Du kannst auch das Programm verwenden, macht das ganze grafisch:

http://jojo.j-ws.de/showtopic.php?forum=monitor.for&index=1

----------

## andreh

 *slick wrote:*   

> Wie kann man den Traffic am Interface  über einen längeren Zeitraum messen? Gibts doch bestimmt 'nen Tool? Wäre für  Tipps  oder Lösungen dankbar!

 

C, Bash und Co., Perl, PHP oder was auch immer und RRDtool. Wie ian! bereits erwaehnte, kannst Du ganz einfach /proc/net/dev parsen.

----------

## Extraterrestrial5000

ich finde MRTG (multi router traffic grapher) nicht schlecht. ich hab das ding mal ne weile auf nem SuSE 7.0 laifen gehabt. das teil produziert png-bilder mit einer grafischen kurve fuer verschiedene zeitraeume.

hab gesehen, dass es auch ein ebuild fuer gentoo gibt.

das tolle daran ist, dass man die png-bilder in die seite seines web-servers integrieren kann.

zusaetzlich ist das programm in der lage beliebig viele router/geraete im netz, die snmp unterstuetzen zu ueberwachen (also z.b. auch den hardware-dsl-router, daher das multi vor dem router  :Wink:  )

----------

## ian!

 *andreh wrote:*   

>  *slick wrote:*   Wie kann man den Traffic am Interface  über einen längeren Zeitraum messen? Gibts doch bestimmt 'nen Tool?

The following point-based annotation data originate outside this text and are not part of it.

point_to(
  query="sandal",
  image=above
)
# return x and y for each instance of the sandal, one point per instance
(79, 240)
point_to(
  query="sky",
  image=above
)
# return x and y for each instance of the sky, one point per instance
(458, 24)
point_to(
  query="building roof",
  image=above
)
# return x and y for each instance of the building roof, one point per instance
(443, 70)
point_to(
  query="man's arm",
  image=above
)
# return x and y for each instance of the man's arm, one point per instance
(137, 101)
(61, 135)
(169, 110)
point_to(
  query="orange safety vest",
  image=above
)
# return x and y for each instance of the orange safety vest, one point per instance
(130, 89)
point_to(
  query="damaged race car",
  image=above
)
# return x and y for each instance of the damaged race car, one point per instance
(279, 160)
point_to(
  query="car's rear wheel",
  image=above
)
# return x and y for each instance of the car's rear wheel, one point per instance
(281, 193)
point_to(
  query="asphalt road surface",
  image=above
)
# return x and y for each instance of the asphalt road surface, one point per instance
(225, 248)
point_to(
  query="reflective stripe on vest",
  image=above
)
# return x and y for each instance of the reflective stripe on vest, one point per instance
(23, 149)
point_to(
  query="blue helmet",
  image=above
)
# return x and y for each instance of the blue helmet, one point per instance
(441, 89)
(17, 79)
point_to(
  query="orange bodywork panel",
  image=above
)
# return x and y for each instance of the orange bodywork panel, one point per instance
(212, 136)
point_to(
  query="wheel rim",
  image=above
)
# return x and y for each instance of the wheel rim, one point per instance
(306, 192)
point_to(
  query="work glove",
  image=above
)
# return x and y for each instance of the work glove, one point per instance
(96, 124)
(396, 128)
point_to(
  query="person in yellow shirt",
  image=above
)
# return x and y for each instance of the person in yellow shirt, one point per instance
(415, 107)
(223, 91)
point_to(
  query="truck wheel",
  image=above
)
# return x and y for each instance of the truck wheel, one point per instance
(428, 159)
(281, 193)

Wäre für  Tipps  oder Lösungen dankbar! 
> 
> C, Bash und Co., Perl, PHP oder was auch immer und RRDtool. Wie ian! bereits erwaehnte, kannst Du ganz einfach /proc/net/dev parsen.

 

Genau!  :Smile: 

Vorallem stellt sich die Frage, was Du denn genau messen möchtest. Nur den reinen Durchsatz, oder Abhängig vom Protokoll oder der IP-Adressen. (Siehe ntop; ein Klasse Tool für Netzwerktraffic-Monitoring  http://www.ntop.org/overview.html)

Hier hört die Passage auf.